Thursday, November 13, 2014

Smart Unit Tests (Preview) and Conway's Game of Life

I have a love/hate relationship with automated test generation. Visual Studio 2015 Preview has a new built-in feature: Smart Unit Tests. This is one of the features that we got a sneak peak of at the Microsoft MVP Summit last week and was announced publicly at the Connect(); event this week.

Smart Unit Tests came out of the Pex project from Microsoft Research. And it works by going through the code, finding all of the possible code paths, and generating unit tests for each scenario it finds. I want to emphasize that this is currently a preview. So, we aren't looking at final functionality here.

I downloaded the latest Visual Studio 2015 Preview yesterday (11/12/2014) so that I could give this a try. Let's see how it works with our Conway's Game of Life implementation.

[Update: This exploration of Smart Unit Tests has turned into a series. Get all the articles here: Exploring Smart Unit Tests (Preview).]

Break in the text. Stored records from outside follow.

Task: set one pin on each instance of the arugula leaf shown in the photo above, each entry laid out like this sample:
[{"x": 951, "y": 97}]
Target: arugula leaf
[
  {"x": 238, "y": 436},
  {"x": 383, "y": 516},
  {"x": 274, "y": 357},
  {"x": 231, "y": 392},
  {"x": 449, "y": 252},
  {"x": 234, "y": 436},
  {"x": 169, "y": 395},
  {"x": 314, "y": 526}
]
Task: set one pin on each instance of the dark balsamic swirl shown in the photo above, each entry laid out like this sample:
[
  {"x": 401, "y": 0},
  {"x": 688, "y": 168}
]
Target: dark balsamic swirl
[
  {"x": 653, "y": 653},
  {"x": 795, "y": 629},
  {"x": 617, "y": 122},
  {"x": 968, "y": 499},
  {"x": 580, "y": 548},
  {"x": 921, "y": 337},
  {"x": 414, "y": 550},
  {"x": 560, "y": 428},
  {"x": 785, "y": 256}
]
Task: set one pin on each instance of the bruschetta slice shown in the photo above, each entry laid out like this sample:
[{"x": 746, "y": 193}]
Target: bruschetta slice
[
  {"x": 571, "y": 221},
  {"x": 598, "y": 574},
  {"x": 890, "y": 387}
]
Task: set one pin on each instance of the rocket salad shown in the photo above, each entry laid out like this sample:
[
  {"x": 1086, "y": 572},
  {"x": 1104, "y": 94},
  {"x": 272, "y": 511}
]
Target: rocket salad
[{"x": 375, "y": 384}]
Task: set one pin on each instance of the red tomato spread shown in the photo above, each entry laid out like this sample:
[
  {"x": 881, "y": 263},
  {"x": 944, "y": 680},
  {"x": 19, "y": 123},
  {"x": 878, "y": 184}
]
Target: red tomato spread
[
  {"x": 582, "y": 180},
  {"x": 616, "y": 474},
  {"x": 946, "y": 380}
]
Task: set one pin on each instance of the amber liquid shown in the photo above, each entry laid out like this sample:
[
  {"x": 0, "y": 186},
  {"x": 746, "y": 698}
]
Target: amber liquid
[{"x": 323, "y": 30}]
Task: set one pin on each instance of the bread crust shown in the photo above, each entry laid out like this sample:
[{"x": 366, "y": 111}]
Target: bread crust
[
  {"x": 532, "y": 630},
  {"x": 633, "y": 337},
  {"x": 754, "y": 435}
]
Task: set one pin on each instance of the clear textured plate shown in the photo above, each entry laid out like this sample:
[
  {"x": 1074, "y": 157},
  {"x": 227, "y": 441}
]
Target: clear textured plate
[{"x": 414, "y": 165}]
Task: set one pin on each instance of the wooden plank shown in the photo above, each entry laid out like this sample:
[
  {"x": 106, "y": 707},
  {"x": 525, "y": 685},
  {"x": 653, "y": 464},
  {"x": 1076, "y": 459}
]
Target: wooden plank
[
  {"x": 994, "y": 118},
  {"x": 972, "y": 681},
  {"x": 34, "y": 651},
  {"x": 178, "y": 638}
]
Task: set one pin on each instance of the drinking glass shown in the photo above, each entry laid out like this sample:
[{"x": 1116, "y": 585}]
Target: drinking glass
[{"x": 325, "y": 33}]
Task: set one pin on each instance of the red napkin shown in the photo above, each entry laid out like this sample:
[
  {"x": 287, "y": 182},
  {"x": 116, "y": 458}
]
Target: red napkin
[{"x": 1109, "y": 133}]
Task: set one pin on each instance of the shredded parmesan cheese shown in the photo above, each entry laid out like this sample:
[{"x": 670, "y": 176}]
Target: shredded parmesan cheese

[Update: Smart Unit Tests has been released as IntelliTest with Visual Studio 2015 Enterprise. My experience with IntelliTest is largely the same as with the preview version as shown in this article.]

Generating Tests
A couple weeks ago, we implemented the rules for Conway's Game of Life using TDD and MSTest (and then we looked at parameterized tests with NUnit). We'll work with that same method.

Here's the code we ended up with:

Generating Smart Unit Tests is really simple: just right-click on the method (or class) and choose "Smart Unit Tests".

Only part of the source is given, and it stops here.